Oxidative stress may initiate significant hepatocyte injury in subjects with fatty liver. We characterized changes in hepatic oxidative anti-oxidative parameters in rats given a fructose-enriched diet (FED) with and without medications to reduce blood pressure or plasma triglycerides. FED rats had an increase in malondialdehyde (MDA) concentration, a reduction in alpha-tocopherol concentration, a reduction in paraoxonase (PON) activity, an increase in glutathione peroxidase (GSH-Px), and glutathione reductase (GSSG-R) activity. Amlodipine increased PON and GSH-Px, but decreased GSSG-R activity and alpha-tocopherol concentration. Captopril decreased MDA concentration and the activity of both GSH-Px and GSSG-R, but increased alpha-tocopherol concentration and PON activity. Bezafibrate increased alpha-tocopherol concentration and PON activity, but decreased the activity of GSSG-R. Animals with fatty liver exhibit an increase in peroxidative stress but also a defect in anti-oxidative pathways. Drugs administered to treat hypertension and hypertriglyceridemia could lead to a variety of changes in the hepatic oxidative, anti-oxidative milieu.

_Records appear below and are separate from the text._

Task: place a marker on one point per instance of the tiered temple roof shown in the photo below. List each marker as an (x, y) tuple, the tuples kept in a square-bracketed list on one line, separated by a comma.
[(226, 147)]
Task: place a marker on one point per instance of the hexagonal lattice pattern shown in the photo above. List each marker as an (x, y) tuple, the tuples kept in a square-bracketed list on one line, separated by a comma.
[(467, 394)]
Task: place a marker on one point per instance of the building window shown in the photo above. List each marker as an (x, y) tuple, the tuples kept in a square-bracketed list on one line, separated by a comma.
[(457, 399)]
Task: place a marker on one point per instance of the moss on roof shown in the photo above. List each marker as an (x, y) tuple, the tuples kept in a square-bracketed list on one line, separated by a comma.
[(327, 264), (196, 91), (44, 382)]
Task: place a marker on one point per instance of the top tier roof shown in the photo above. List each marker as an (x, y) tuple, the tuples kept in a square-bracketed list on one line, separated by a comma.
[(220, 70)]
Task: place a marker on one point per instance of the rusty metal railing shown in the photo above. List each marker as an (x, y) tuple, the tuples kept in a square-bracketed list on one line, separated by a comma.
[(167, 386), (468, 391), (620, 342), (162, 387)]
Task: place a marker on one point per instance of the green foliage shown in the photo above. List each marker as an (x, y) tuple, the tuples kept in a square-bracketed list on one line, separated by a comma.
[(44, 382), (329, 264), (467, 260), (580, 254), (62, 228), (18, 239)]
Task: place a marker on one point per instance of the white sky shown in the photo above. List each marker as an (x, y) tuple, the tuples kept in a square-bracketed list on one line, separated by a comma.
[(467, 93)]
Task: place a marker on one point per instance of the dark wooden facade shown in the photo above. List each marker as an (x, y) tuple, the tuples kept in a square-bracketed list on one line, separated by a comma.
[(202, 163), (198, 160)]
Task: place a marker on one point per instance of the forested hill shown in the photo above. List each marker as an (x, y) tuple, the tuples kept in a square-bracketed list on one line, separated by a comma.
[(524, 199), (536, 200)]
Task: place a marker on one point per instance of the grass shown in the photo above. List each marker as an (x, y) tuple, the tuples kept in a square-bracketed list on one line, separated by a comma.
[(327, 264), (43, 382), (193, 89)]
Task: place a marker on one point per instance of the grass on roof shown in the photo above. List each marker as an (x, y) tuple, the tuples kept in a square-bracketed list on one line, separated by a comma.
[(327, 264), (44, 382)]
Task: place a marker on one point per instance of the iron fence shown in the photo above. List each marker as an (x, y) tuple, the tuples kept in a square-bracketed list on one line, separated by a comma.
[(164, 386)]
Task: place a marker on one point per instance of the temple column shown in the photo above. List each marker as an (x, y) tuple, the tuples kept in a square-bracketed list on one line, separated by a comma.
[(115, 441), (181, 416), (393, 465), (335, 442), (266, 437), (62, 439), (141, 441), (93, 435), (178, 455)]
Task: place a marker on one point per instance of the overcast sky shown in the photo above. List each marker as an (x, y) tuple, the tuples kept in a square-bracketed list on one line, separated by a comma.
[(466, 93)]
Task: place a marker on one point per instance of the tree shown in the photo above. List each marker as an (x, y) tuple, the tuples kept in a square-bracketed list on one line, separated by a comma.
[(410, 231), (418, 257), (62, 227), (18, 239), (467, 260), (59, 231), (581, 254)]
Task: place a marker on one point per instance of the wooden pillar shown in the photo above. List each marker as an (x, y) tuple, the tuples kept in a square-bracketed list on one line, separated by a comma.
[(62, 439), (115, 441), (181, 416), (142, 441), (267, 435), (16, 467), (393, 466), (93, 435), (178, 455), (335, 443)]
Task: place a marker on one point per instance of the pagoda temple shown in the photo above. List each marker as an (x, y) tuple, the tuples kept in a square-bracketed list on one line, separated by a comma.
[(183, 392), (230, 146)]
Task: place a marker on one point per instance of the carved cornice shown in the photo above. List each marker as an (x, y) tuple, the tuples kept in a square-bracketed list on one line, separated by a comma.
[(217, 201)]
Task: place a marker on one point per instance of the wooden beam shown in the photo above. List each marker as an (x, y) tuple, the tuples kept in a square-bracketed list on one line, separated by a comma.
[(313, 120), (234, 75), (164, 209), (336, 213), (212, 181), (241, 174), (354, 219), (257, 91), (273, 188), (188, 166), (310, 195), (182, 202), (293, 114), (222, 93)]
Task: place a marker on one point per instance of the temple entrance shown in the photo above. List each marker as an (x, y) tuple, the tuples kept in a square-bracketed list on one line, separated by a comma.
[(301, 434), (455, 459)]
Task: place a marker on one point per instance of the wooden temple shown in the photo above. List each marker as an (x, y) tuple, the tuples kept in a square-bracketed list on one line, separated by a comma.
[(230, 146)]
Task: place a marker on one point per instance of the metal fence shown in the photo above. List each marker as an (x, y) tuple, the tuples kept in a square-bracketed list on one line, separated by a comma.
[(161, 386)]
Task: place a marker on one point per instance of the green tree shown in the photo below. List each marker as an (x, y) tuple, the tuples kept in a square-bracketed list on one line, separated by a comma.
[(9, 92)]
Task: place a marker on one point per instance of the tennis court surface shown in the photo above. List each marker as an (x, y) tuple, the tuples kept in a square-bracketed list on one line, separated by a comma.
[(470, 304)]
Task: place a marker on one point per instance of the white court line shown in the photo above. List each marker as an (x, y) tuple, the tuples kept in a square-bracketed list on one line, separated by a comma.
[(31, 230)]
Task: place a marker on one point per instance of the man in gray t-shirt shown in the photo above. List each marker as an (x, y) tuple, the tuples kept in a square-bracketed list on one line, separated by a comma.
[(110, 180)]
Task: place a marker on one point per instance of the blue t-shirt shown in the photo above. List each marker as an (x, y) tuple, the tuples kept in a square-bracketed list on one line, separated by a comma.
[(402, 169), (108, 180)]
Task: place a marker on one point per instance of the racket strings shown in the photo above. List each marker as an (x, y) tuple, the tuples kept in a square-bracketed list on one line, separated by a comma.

Fructose-induced fatty liver disease: hepatic effects of blood pressure and plasma triglyceride reduction.

The most known risk factor for nonalcoholic fatty liver disease (NAFLD) is the metabolic syndrome. In this study, we characterized changes in liver pathology, hepatic lipid composition, and hepatic iron concentration (HIC) occurring in rats given fructose-enriched diet (FED), with and without therapeutic maneuvers to reduce blood pressure and plasma triglycerides. Rats were given FED or standard rat chow for 5 weeks. Rats on FED were divided into 4 groups: receiving amlodipine (15 mg/kg per day), captopril (90 mg/kg per day), bezafibrate (10 mg/kg per day) in the last 2 weeks, or a control group that received FED only. FED rats had hepatic macrovesicular and microvesicular fat deposits develop, with increase in hepatic triglycerides (+198%) and hepatic cholesterol (+89%), but a decrease in hepatic phospholipids (-36%), hypertriglyceridemia (+223%), and hypertension (+15%), without increase in HIC. Amlodipine reduced blood pressure (-18%), plasma triglycerides (-12%), but there was no change in hepatic triglycerides and phospholipids concentrations. Captopril reduced blood pressure (-24%), plasma triglycerides (-36%), hepatic triglycerides (-51%), and hepatic macrovesicular fat (-51%), but increased HIC (+23%), with a borderline increase in hepatic fibrosis. Bezafibrate reduced plasma triglycerides (-49%), hepatic triglycerides (-78%), hepatic macrovesicular fat (-90%), and blood pressure (-11%). We conclude that FED rats can be a suitable model for human NAFLD. Drugs administered to treat various aspects of the metabolic syndrome could have hepatic effects. An increase in HIC in rats with NAFLD could be associated with increased hepatic fibrosis.